I’m going to tell you something that I wished someone would have told me one day, long ago. If you are newly pregnant, newly with child, or a parent at home with 4 kids, listen up.
There is a difference between you, a parent, and your childless friends. I don’t care what anyone says otherwise. I’m so tired of parents feeling like they need to hold up this front to prove to their childless friends they are no different. That person or couple could be childless due to their own choice or not, it doesn’t matter, but there is a line that will be drawn in the sand at some point.
Neither of us are better or owed more but there are just some things we will never understand about the other because we don’t fill those shoes. I have several childless friends and they will often say “well, if I had a kid…” Sometimes I can say they hit the nail on the head and other times I quietly think to myself “You have zero idea.” Because the truth is, they don’t. There is no way for them to know. Just like I have no idea what a childless life would be like for me now.

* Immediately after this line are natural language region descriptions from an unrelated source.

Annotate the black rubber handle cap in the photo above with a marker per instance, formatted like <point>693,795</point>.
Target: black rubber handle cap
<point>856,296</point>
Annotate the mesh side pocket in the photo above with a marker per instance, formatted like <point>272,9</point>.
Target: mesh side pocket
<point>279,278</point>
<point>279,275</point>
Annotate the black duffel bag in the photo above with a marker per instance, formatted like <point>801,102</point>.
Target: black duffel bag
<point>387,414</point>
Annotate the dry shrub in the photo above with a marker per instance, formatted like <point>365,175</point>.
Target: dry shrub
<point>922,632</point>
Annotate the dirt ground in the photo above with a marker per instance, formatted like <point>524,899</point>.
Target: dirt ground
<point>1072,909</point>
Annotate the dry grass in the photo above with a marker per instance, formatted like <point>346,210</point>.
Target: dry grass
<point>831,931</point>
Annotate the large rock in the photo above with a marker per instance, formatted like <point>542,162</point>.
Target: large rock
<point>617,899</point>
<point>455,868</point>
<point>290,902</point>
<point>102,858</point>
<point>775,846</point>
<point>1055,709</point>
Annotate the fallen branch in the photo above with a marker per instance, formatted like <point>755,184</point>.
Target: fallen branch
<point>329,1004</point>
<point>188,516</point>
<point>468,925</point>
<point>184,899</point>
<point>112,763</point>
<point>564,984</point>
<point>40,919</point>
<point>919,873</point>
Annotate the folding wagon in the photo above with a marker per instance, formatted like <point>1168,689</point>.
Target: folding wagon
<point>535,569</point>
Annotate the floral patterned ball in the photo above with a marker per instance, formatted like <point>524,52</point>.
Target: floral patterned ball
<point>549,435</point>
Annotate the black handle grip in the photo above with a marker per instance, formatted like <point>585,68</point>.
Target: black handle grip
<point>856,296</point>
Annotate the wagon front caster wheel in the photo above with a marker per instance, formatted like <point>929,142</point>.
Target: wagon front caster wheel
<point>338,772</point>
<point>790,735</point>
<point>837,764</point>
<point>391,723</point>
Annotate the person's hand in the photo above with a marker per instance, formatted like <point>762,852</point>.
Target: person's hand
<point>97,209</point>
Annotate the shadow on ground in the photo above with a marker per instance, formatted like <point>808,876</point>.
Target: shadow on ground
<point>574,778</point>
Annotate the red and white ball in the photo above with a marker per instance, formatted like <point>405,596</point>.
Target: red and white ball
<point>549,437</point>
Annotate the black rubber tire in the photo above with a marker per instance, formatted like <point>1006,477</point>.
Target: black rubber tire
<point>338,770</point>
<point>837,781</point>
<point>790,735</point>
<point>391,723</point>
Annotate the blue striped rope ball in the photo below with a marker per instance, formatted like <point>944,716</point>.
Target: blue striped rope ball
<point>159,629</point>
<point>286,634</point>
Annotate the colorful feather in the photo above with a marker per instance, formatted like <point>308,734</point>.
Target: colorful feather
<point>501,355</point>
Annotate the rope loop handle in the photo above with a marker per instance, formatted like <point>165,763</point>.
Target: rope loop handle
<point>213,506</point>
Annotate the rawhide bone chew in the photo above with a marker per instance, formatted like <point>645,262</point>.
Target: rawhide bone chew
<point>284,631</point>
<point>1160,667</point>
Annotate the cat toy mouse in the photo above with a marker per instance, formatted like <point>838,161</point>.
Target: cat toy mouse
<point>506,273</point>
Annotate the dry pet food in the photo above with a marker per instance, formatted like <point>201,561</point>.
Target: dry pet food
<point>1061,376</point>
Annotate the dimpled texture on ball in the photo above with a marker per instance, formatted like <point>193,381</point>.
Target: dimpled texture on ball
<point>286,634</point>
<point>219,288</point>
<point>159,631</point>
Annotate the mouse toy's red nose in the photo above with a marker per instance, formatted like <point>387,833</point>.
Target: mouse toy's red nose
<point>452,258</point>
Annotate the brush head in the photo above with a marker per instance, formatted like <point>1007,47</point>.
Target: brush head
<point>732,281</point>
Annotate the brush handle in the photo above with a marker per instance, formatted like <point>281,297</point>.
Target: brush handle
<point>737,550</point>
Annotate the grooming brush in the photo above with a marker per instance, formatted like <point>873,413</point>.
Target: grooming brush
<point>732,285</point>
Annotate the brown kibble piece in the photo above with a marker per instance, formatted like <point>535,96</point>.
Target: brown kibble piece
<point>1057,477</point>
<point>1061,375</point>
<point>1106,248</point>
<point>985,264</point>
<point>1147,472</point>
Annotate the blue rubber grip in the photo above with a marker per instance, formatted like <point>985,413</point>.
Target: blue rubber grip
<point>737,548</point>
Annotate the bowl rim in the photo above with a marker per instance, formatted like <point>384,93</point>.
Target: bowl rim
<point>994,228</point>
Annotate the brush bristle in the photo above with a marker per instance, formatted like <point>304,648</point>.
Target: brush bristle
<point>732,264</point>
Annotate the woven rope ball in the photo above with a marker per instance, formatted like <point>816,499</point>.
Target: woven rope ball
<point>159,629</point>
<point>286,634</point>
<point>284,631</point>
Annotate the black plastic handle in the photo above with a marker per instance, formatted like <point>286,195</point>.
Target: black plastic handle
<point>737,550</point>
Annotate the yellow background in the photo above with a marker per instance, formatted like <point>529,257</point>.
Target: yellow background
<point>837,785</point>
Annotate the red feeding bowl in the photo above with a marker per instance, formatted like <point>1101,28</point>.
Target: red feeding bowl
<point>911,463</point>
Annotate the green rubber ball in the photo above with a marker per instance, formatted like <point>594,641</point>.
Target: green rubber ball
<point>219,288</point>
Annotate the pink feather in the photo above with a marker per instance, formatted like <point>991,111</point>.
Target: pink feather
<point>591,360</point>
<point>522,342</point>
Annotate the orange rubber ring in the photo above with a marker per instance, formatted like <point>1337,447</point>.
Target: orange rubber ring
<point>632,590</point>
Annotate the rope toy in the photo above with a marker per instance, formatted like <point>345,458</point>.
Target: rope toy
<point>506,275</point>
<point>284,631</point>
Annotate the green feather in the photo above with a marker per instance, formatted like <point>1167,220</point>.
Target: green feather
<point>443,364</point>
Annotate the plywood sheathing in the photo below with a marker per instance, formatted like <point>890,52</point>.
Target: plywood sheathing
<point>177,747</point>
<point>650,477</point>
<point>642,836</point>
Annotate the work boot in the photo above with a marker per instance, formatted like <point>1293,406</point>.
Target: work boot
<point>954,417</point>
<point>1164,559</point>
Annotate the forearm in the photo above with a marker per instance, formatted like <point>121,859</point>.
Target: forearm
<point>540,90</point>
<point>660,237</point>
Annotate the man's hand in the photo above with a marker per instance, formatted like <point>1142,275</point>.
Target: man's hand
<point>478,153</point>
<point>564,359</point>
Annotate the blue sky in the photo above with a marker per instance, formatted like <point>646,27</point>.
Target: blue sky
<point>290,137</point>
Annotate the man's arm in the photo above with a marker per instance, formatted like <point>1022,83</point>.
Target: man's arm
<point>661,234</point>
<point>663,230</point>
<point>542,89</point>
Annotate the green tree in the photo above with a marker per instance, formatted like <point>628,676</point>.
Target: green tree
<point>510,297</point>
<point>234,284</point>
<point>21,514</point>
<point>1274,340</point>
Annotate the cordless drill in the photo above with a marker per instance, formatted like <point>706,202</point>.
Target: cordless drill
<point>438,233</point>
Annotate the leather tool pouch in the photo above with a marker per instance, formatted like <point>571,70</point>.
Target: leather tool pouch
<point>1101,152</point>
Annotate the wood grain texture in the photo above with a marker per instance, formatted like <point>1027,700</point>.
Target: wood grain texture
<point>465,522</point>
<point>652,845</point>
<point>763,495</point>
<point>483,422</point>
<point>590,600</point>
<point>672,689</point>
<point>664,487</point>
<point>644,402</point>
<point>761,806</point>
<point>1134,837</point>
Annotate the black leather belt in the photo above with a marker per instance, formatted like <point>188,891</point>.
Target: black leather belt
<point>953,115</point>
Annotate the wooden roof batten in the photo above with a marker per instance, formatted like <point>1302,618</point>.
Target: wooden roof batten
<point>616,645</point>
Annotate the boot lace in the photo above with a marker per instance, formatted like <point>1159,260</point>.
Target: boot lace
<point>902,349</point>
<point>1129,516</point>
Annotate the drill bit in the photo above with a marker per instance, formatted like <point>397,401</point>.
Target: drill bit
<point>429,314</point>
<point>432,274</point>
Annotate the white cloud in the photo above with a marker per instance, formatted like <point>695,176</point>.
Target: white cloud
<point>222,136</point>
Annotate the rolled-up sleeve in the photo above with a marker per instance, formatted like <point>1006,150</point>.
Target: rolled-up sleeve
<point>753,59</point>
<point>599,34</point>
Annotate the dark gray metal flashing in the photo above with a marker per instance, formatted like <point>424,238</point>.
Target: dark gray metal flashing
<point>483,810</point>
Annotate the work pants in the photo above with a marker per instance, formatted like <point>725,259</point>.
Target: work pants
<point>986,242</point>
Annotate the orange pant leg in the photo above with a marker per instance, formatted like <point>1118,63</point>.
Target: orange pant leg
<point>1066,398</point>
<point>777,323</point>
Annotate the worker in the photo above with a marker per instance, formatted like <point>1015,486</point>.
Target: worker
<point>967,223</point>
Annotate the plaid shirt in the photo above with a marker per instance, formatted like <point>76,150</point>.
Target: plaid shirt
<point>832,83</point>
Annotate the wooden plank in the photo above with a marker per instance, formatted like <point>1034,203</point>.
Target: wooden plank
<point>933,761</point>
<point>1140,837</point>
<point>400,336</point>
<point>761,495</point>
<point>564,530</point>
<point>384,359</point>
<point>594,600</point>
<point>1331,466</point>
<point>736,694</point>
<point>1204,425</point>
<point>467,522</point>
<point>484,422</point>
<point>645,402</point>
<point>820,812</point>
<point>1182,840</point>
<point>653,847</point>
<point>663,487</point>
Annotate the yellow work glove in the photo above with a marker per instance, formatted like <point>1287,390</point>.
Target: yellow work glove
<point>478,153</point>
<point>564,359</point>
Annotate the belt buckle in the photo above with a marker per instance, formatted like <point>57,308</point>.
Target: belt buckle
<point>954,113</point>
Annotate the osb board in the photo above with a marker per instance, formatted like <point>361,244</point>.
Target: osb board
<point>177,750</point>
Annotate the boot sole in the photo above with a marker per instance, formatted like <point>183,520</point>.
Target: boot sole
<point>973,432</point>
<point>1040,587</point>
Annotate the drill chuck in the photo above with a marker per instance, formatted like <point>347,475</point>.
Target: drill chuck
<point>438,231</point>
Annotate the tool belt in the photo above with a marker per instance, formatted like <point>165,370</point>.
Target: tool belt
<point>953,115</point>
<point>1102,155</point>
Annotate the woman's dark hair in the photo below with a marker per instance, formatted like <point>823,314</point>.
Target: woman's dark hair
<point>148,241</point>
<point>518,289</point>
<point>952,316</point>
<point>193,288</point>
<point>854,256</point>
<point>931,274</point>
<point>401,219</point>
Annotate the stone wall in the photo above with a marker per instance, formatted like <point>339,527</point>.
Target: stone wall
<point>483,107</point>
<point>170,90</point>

Another fact, those of us with kiddos, you can’t always keep up with those childless friends and couples and that’s okay. There are different priorities, different life goals, different daily worries. I have a friend that brunches with her man for 6 hours every Sunday, in the city, until she is hammered and they find their way home to have sex and sleep all afternoon. They get annoyed I can’t find the time to join them. I’m not even going to try that one, sorry, and that is okay. They sure don’t want to join me for a day at the children’s museum during winter break. Totally cool, I don’t really want to be there either.
They aren’t going to know the pangs of being up all night with a sick kiddo and then coming to work and running at normal pace. They won’t understand the marital balance you are trying to create with your spouse as a significant other and parent. They don’t understand the need to run 15 errands over your lunch break. They will often roll their eyes at your nap time schedule and the very reasons you seriously need to work around that precious time.
And it is okay. They don’t have to get it.
Let that go.
Just like I have zero idea how the hell my friend does it with 10, yes 10, kids. I have no idea how my other friend handles four kids and two baby daddies. I have no idea how another friend is straight single mamma with no baby daddy to speak of. Sometimes we just have to accept that we aren’t going to be able to have everyone see our point of view and we don’t have to understand theirs.
Instead, when you need to discuss sleep regressions and potty training, meet up with another mamma. When you want to discuss everything but your children, meet up with the childless couple. When you have a yearning for the premarital days, go out with that single friend and ask them about their dating life. Look at those living a little bit of a different life from us as an escape from our own. A way to see the world through a different lens, if we only live through it vicariously.
One thought on “Parents Versus Non-Parents”
I couldn’t agree with this post more! Recently I left H at home with E and drove an hour and a half to join some of my oldest friends for a birthday brew pub beer crawl and I truly noticed how the evening went and it just seemed to go smoothly without thinking. If I wanted to talk kids, I talked to one friend who is a relatively new mom or the friend trying to conceive her first with her new husband. If I wanted to talk anything BUT kids, I talked with my sister and other old friend who doesn’t want kids. If I wanted to talk about weird “dude things” i talked to the husbands who were along. And nobody noticed or cared that at points we were a little segregated because of conversation topics.
One thing I would desperately wish for if a genie offered me three wishes is for those without kids to just have a tiny understanding about how different life is functioning with the low gas light on some days and not being able to simply curl up on the couch when home from work and not a care in the world. I wouldn’t mind a little understanding and appreciation for how tough that life can be. I don’t have many friends with kids and I often feel a little tossed aside when I talk about the perils of life with a toddler and full time job when all I’m looking for is even a simple nod of the head in understanding. Mama just needs to vent every now and then and not have “well you chose to have a kid so you really can’t complain now.” thrown back at me!
I definitely don’t try to keep up with my kid-less friends and that may be the reason that those friendships have sort of started to drift away a little. But those are the friendships where the kid-less folks don’t understand that I can’t do things at the drop of a hat and don’t attempt to help work around it a bit so I can still join. Because I totally want to join! It’s the friends who may not have kids but know that scheduling is crazy and they may not see me for a few months who are the important ones I’ve kept around. I have a small circle of friends but it’s a good one!